Kennedy's post-tour exhaustion runs parallel to the recording process of the new Lefty's Deceiver album Cheats (My Pal God). In the midst of last August's heat wave, Lefty's was holed up sans climate control in McTear's Manayunk studio, rushing to lay down tracks over three weeks before Kennedy hit the road with MPPA in the fall.
"Last summer had a record number of days over 90 degrees and we recorded probably on half of them," says Muller. "We all lost weight."
The experience was actually Muller's first foray into the complete Lefty's Deceiver music-making procedure. Already a friend and collaborator of Williams (the two, along with Undergirl drummer Frank Domanico, were involved in a short-lived experimental outfit), she joined in June 2001 after the restructuring of her previous group, Rhode Island, and the departure of former Lefty's bassist Ed Hogarty. Muller played a series of shows with Kennedy and Williams to get acclimated to her new group's back catalog before the three buckled down to write Cheats.
"The speed of things took a little time to get used to since these guys have done it a lot longer than me," she recalls. "But on this tour I finally started to feel comfortable." Maybe it was the sauna-esque conditions in the studio, but as Williams tells it, Muller and Kennedy locked onto a catchy rhythmic groove early in the process. The relaxed chemistry is evident in the album's surface simplicity.
The intricate math rock from Lefty's Deceiver's days of yore is played down on this 10-song set in favor of a pure pop foundation. The storytelling Philadelphia rumination "East Coast Traffic" quickly stands out with jangling single-note progressions and a hummable melody, while Muller points out that disco-fied gem "Cincinnati on Replay" is essentially comprised of a single guitar chord strummed ad infinitum.
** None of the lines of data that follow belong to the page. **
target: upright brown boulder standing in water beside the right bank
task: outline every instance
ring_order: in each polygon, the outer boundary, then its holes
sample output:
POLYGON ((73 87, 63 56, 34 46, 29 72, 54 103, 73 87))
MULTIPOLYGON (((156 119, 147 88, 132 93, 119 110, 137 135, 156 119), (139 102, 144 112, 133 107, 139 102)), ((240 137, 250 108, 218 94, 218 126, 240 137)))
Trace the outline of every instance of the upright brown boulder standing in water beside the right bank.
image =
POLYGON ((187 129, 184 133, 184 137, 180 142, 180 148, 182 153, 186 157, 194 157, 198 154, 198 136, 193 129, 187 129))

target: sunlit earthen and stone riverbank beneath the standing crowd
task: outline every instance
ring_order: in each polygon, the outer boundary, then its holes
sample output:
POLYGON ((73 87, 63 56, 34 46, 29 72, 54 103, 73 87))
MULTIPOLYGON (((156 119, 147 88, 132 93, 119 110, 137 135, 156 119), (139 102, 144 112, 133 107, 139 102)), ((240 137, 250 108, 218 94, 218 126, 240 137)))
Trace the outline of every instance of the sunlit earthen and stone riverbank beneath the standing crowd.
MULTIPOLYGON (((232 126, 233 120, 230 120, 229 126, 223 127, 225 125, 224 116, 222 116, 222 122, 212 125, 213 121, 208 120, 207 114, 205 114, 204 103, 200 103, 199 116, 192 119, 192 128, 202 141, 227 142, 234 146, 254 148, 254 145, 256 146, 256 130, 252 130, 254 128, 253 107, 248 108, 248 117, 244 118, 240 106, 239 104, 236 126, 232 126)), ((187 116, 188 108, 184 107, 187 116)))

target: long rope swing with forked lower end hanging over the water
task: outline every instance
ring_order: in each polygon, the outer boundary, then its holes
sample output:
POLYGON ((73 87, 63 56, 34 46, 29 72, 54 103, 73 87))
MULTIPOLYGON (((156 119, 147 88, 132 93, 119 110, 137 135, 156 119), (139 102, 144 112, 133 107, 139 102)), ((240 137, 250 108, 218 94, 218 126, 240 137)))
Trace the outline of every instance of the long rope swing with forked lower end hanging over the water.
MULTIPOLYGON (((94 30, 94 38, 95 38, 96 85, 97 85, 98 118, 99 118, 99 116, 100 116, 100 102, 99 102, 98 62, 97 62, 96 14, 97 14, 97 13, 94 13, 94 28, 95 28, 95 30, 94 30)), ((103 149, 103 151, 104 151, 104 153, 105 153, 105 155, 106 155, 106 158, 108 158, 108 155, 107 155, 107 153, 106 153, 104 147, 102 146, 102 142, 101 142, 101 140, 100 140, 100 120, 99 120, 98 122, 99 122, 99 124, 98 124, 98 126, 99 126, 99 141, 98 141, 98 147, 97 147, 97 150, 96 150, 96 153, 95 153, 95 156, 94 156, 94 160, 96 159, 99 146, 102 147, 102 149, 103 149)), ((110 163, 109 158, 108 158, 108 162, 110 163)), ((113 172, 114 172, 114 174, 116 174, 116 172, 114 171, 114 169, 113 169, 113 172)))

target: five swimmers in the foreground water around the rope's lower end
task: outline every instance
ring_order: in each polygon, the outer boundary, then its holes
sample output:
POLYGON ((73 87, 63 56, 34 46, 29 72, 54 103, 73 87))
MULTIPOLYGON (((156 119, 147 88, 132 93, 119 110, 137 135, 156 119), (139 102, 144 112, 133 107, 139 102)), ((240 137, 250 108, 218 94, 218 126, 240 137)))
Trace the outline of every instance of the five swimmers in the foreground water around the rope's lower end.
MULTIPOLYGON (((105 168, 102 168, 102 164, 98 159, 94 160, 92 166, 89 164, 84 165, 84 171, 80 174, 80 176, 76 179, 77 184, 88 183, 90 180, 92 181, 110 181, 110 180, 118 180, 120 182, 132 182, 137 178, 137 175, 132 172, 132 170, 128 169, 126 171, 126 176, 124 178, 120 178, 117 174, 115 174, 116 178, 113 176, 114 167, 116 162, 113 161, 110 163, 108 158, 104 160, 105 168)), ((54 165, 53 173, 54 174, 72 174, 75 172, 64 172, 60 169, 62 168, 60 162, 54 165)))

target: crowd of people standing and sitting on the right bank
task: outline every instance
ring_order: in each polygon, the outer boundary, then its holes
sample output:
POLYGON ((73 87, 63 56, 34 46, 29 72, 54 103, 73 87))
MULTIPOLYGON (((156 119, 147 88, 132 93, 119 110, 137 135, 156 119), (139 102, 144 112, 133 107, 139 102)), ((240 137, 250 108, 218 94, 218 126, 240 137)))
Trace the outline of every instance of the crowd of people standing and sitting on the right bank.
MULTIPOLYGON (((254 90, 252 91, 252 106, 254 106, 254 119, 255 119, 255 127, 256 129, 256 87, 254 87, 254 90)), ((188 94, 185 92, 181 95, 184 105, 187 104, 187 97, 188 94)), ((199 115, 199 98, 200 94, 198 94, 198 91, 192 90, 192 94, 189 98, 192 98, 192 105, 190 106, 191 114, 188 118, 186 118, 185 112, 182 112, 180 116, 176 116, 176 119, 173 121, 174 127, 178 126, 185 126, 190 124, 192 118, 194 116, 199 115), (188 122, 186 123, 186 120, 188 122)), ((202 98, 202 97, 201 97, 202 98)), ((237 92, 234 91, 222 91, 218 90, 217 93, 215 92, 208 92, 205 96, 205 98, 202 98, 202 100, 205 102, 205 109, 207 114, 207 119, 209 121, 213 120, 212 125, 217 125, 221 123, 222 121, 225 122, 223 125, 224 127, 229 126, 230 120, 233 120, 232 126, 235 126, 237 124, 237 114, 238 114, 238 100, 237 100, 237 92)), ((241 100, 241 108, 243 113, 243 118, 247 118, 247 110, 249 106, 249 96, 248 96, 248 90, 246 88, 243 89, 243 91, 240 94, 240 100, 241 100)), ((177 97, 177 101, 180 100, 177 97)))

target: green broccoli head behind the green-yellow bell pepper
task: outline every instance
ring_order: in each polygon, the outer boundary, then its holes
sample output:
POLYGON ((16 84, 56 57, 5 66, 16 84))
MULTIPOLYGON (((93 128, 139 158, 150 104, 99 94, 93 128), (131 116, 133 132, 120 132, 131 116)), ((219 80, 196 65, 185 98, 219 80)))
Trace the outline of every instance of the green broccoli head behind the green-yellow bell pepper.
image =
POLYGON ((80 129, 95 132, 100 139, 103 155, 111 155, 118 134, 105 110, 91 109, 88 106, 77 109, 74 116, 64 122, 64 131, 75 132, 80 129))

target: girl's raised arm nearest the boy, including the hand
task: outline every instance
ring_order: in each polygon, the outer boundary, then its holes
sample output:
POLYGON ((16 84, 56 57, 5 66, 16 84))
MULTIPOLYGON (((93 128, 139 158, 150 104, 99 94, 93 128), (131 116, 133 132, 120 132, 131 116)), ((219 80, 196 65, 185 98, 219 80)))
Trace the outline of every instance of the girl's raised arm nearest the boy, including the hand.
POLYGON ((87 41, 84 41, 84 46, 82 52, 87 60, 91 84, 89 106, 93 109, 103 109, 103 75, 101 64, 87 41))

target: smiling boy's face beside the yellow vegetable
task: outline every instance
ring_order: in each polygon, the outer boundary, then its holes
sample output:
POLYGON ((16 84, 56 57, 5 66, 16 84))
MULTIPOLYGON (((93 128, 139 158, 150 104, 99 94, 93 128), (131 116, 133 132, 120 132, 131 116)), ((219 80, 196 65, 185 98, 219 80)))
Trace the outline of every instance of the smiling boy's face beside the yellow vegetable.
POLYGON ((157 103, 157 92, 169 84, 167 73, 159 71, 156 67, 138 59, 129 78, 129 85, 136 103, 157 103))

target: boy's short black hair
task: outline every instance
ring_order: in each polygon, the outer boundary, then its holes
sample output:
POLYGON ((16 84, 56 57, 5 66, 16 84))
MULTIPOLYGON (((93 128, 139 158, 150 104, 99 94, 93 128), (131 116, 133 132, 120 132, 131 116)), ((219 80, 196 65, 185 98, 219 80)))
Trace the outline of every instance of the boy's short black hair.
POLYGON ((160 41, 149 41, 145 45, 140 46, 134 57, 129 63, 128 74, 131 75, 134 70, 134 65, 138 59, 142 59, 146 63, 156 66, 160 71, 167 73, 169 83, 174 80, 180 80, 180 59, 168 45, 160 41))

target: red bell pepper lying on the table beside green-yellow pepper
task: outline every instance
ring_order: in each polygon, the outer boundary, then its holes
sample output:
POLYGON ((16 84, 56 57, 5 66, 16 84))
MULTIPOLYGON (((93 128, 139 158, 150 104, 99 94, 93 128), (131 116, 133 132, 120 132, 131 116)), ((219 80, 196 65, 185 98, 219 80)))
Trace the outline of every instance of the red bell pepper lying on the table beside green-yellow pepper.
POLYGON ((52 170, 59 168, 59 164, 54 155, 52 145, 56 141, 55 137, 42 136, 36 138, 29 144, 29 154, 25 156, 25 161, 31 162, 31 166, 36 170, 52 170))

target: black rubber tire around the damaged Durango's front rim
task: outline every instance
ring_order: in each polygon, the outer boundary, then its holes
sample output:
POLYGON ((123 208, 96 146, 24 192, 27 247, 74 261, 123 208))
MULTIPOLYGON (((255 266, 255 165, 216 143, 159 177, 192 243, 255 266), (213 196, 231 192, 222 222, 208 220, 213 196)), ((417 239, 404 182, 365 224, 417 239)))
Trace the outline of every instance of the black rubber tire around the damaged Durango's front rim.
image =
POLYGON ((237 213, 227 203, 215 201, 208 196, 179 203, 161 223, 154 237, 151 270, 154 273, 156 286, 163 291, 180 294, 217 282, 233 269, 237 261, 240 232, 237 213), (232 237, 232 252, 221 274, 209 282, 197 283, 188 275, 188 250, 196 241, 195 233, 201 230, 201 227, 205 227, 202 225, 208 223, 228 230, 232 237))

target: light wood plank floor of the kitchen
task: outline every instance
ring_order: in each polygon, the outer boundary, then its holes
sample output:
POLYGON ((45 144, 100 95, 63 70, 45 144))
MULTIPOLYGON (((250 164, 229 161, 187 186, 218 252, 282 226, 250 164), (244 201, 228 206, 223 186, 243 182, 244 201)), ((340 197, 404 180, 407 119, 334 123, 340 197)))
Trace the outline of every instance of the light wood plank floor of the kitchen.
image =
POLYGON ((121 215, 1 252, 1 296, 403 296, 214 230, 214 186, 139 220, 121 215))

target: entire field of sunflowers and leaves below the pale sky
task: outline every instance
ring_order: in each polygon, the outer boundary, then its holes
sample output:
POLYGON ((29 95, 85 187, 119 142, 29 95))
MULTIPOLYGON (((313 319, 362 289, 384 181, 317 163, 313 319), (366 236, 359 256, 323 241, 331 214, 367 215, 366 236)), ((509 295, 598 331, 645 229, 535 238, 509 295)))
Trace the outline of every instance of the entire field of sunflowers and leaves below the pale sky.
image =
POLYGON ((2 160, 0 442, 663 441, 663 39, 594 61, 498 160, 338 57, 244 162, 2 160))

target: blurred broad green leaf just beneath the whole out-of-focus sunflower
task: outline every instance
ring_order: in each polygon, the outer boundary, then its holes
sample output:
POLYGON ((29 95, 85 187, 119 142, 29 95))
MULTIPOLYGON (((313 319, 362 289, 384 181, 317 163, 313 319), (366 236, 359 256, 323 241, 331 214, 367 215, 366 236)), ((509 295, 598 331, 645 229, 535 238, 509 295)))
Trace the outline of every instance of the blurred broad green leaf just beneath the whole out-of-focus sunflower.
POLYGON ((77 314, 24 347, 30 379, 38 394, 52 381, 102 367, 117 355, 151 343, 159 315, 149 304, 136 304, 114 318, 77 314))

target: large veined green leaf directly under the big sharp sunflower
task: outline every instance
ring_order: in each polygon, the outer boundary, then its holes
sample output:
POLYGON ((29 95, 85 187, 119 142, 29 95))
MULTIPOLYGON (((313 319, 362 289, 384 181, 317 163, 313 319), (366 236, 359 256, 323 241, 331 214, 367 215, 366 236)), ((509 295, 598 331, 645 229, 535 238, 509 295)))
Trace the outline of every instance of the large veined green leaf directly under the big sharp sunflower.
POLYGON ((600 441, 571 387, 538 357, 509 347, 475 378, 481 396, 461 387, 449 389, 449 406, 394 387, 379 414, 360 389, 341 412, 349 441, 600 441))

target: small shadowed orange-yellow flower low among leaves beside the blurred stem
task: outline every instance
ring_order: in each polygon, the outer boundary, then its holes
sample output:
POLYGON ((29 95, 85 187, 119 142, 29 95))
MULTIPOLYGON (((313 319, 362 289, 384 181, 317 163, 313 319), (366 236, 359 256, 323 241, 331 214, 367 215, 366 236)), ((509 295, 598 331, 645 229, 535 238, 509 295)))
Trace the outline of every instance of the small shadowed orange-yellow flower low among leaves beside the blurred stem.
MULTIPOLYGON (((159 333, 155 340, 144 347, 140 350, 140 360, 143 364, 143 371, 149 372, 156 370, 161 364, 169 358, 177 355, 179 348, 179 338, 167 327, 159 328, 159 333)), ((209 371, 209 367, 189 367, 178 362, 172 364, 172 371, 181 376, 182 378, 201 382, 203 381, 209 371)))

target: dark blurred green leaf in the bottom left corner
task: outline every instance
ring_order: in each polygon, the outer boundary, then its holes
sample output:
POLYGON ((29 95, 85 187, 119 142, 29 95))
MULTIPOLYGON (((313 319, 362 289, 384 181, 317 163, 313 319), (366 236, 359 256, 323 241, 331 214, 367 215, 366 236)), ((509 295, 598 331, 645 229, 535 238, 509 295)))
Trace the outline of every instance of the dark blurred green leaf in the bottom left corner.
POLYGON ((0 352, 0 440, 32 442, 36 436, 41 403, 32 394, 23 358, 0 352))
"I've gradually gotten to the point where I only want to play songs that are fun to play," says Williams. "Maybe they aren't as cerebral as they once were. In the past, I've shown up to practice with all these complicated parts that we really have to pick apart to figure out what timing it's all in. But I think we've gotten better at making intelligent music and being subtle about it."
As Lefty's spent this spring caravaning around the country with hometown friends (and sporting Burning Brides T-shirts), the tour seemed true to its handle. It wasn't your everyday trek in support of a new record, it was a genuine awareness-builder for the Philly scene, and the bandmates describe being questioned post-show by crowd members who wanted to know what it was all about.
Williams says the lack of a common sound among Philly indie rock bands -- probably the scene's most fascinating aspect -- made it difficult for some people to grasp. "There's this perception that bands from Chicago sound like a certain thing, bands from D.C. sound like a certain thing," he says. "There really is no way to pigeonhole Philadelphia like that."
But he says the sonic disparity was reflected in the lineup, which ranged from the band's own "jump-around rock 'n' roll" to MPPA's elegant string-based chamber pop to McTear's acoustic folk with Bitter, Bitter Weeks. And, for the most part, Lefty's reports that the mix went over swimmingly.
"The audiences were surprisingly attentive for all three sets," says Muller. "They really did look at it as all one show. It gave the impression of Philadelphia being a cooperative place where people who didn't necessarily dress the same or listen to the same music can still share, um, a tour?"
The group collectively chuckles and Kennedy muses, "We're ambassadors."
Leftys Deceiver plays Fri., May 9, 9:30 p.m., $8, with Matt Pond PA and Bitter, Bitter Weeks, UACA Hall, 847 N. Franklin St., www.mypalgodrecords.com.